Mercredi 23 août 1944 : les Américains arrivent à Montargis, à Courtenay, à Triguères. De Gy-les-Nonains, on entend le bruit de la canonnade du côté de Villemandeur. Ce matin-là, le village de Gy va vivre quelques heures tragiques, qui restent dans bien des mémoires. Acte d'héroïsme ou risques inutiles ? A chacun de juger.

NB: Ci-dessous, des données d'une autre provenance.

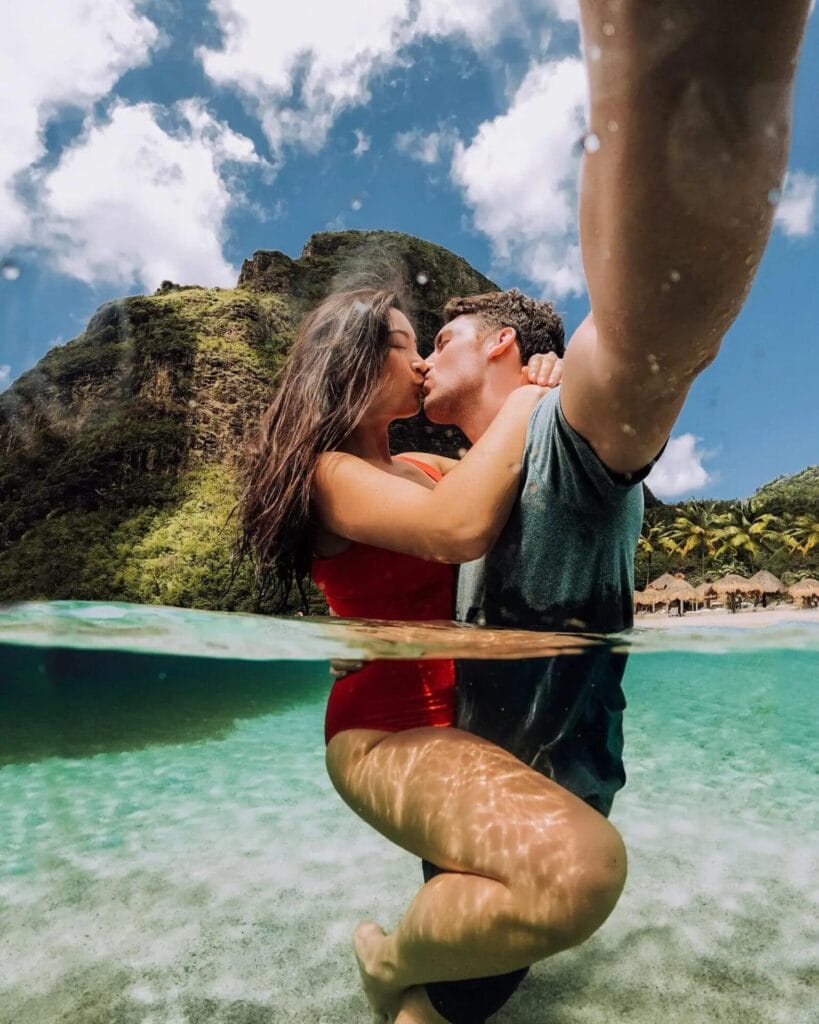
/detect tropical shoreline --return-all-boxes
[634,604,819,630]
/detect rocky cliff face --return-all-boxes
[0,231,495,610]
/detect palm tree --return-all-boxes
[782,514,819,555]
[714,502,783,569]
[666,502,719,580]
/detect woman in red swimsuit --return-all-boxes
[242,289,622,1024]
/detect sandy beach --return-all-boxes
[634,604,819,630]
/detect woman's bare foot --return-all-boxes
[352,921,403,1021]
[395,985,447,1024]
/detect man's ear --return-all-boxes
[486,327,518,359]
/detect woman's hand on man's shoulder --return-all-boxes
[521,352,563,387]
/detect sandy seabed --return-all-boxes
[0,634,819,1024]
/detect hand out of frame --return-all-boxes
[521,352,563,387]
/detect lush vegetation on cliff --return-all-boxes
[636,477,819,588]
[0,231,494,610]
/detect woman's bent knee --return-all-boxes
[520,818,627,956]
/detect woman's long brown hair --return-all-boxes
[239,288,403,611]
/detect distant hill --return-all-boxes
[0,231,497,610]
[751,466,819,514]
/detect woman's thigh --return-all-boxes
[327,728,624,886]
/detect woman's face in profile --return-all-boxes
[370,309,427,420]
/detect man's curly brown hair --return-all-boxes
[443,288,565,366]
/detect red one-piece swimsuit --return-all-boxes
[312,456,455,743]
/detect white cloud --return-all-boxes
[775,171,819,238]
[352,128,373,157]
[40,100,260,289]
[395,128,458,166]
[451,57,586,296]
[646,434,714,498]
[0,0,159,248]
[199,0,568,157]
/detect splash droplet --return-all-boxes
[0,259,23,281]
[583,131,600,153]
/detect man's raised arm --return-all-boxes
[561,0,809,473]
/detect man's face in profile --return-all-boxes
[424,315,487,424]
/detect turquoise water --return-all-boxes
[0,604,819,1024]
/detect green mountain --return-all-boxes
[751,466,819,515]
[0,231,495,610]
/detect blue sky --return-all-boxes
[0,0,819,500]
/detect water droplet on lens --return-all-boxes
[0,259,21,281]
[583,131,600,153]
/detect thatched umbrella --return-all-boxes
[634,588,665,611]
[662,580,697,615]
[714,572,747,611]
[787,577,819,607]
[742,569,785,608]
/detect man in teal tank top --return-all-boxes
[413,0,808,1024]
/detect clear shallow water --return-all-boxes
[0,605,819,1024]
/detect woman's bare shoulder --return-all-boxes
[401,452,459,476]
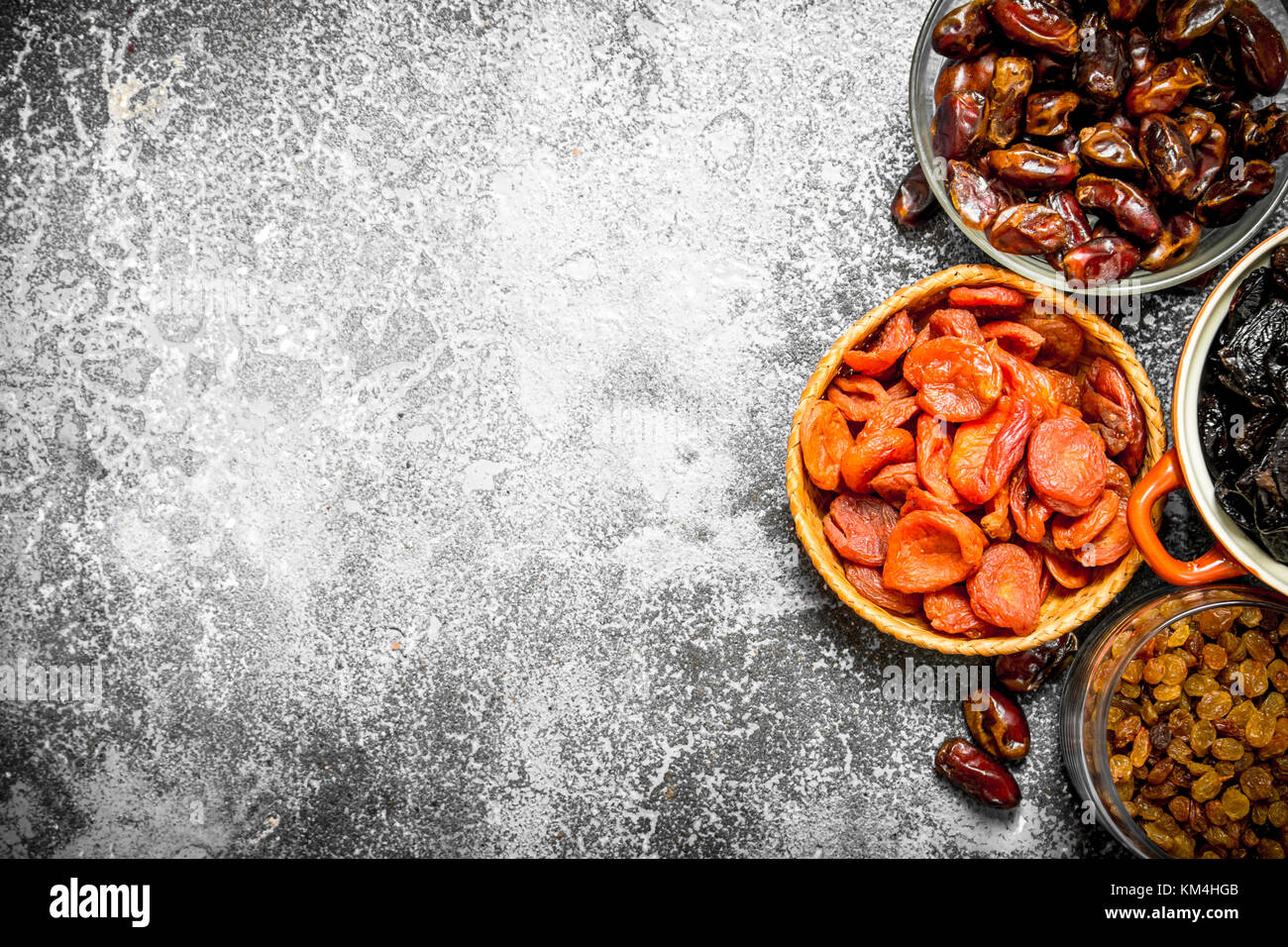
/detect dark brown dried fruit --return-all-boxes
[962,688,1029,763]
[1194,161,1275,227]
[988,145,1081,191]
[935,737,1020,809]
[988,204,1068,254]
[930,0,993,59]
[1140,112,1198,196]
[1140,214,1202,273]
[930,91,988,159]
[890,163,939,227]
[1076,174,1163,244]
[984,55,1033,149]
[1006,91,1082,137]
[993,631,1078,693]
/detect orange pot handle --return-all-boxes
[1127,449,1246,585]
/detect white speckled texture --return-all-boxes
[0,0,1282,856]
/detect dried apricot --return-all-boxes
[802,401,854,489]
[966,543,1042,635]
[979,483,1012,543]
[845,562,921,614]
[921,585,1004,638]
[917,415,961,506]
[1024,417,1105,515]
[1042,552,1091,588]
[1069,500,1134,569]
[1010,462,1053,543]
[868,462,921,504]
[845,310,917,376]
[841,427,917,493]
[948,286,1029,309]
[823,493,899,566]
[948,395,1033,504]
[884,510,987,592]
[980,320,1046,362]
[1051,489,1122,549]
[928,309,984,344]
[903,335,1002,421]
[1015,313,1085,371]
[1082,359,1145,475]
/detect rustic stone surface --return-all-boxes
[0,0,1283,856]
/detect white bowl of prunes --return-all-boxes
[1128,230,1288,594]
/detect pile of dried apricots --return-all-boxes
[802,286,1145,638]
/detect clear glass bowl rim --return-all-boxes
[909,0,1288,299]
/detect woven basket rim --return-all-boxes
[787,264,1167,657]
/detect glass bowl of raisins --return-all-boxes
[910,0,1288,296]
[1060,585,1288,858]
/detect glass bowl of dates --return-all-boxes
[1060,585,1288,858]
[1127,230,1288,594]
[910,0,1288,296]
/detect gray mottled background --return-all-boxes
[0,0,1283,856]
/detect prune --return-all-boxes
[1024,91,1082,136]
[993,631,1078,693]
[883,510,987,592]
[935,737,1020,809]
[1061,237,1140,286]
[966,543,1042,633]
[1158,0,1231,47]
[890,164,939,227]
[921,585,1002,638]
[948,395,1033,504]
[903,336,1002,421]
[1140,113,1198,196]
[1027,417,1105,515]
[1127,56,1207,117]
[1078,121,1145,172]
[948,161,1002,231]
[984,55,1033,149]
[1218,299,1288,408]
[823,493,899,566]
[1140,214,1203,273]
[802,401,854,489]
[1074,174,1163,244]
[915,414,961,506]
[962,688,1029,763]
[988,204,1069,254]
[930,91,988,159]
[988,145,1081,191]
[1073,12,1130,103]
[841,427,917,493]
[935,51,997,108]
[930,0,993,59]
[845,562,921,614]
[844,310,917,376]
[1225,0,1288,95]
[1194,159,1275,227]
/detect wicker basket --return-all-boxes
[787,265,1167,657]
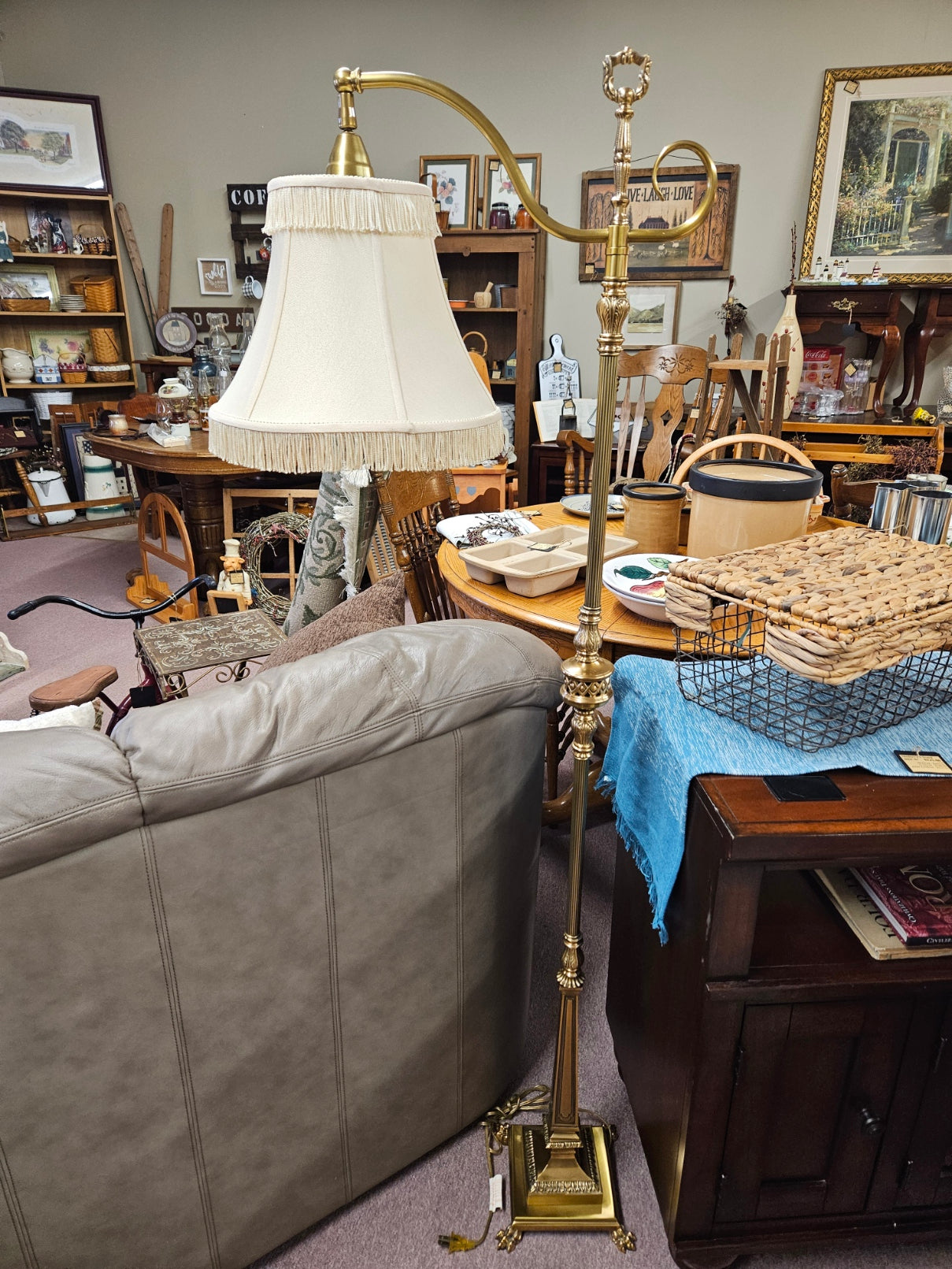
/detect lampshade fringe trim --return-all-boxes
[264,185,439,239]
[208,415,508,473]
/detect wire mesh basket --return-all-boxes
[676,604,952,752]
[665,528,952,751]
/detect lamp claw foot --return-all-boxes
[612,1225,637,1255]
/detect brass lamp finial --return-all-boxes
[326,66,373,176]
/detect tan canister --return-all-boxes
[688,458,823,559]
[622,480,687,555]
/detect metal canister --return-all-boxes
[869,480,911,533]
[906,488,952,546]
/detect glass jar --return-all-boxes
[208,314,231,357]
[817,388,843,419]
[842,357,872,414]
[935,365,952,422]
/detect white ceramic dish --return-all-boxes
[561,494,624,521]
[460,524,637,598]
[602,551,689,622]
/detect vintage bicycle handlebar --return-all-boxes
[6,573,214,625]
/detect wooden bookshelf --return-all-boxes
[0,187,135,410]
[437,230,546,505]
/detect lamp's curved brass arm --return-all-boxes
[334,66,717,243]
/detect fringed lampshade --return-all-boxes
[208,176,506,472]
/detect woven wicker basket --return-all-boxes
[89,362,132,384]
[76,224,113,255]
[70,274,116,314]
[89,326,122,364]
[665,528,952,684]
[0,295,50,314]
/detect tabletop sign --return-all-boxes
[174,305,254,335]
[894,748,952,775]
[224,184,268,212]
[538,335,581,401]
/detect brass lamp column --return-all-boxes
[328,48,717,1251]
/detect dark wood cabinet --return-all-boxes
[607,771,952,1269]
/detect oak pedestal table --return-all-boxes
[437,503,674,824]
[89,432,249,576]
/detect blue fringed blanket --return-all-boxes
[599,656,952,943]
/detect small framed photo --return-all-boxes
[0,264,60,308]
[483,155,542,230]
[420,155,480,230]
[0,87,109,194]
[198,256,231,295]
[624,282,680,347]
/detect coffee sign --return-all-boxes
[224,185,268,212]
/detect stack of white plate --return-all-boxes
[602,551,691,622]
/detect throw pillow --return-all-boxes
[267,573,405,669]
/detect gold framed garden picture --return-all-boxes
[800,62,952,284]
[579,162,740,282]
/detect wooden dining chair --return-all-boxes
[618,344,707,480]
[373,471,462,622]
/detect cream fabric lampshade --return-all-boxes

Ils sont sept, cachés dans le fossé au bord de la route à l'entrée du village, entre les deux ponts. Il y a là Henri-Louis Burg, 44 ans, Albert Frappin, 40 ans, Marius Bille, 40 ans, Lucien Leclaire, 27 ans, Jean Dunand, 39 ans, Robert Bille, 45 ans, Maurice Monamy, 46 ans. Plus loin, derrière un gros peuplier, se cachent Raymond Depardieu, 34 ans, chargé de manœuvrer le fusil-mitrailleur, Marcel Guérin, 19 ans, préposé aux chargeurs, Roland Linard, 38 ans, en protection avec un mousqueton, et Georges Dunand, 34 ans, qui dirige la manoeuvre.

Ces hommes font partie du groupe de combat "Hoche", dont le maquis se trouve à la ferme du Fourneau. Cette ferme, aujourd'hui abandonnée, avait été choisie pour des raisons stratégiques : à proximité, d'anciennes marnières avaient laissé des trous favorables à l'entraînement aux armes à feu, et une vaste étendue dégagée aurait permis des parachutages en cas de besoin. Le poste d'observation installé sur le "cul-de-loup" (une cave à demi enterrée) permettait une bonne surveillance de la route de Montcresson, et les fermes alentours, les Laubins et Maugelus, assuraient le ravitaillement. L'organisation de la Résistance en petits maquis (30 à 40 hommes au maximun) répondait à une stratégie nouvelle, à l'initiative de Londres. Le harcèlement des troupes nazies, voulu par Churchill, s'en trouvait facilité, et les drames de Vercors et de Lorris avaient montré la vulnérabilité de groupes trop importants. Le maquis le plus proche était au moulin de Tours, éloigné d'à peine 1,5 km.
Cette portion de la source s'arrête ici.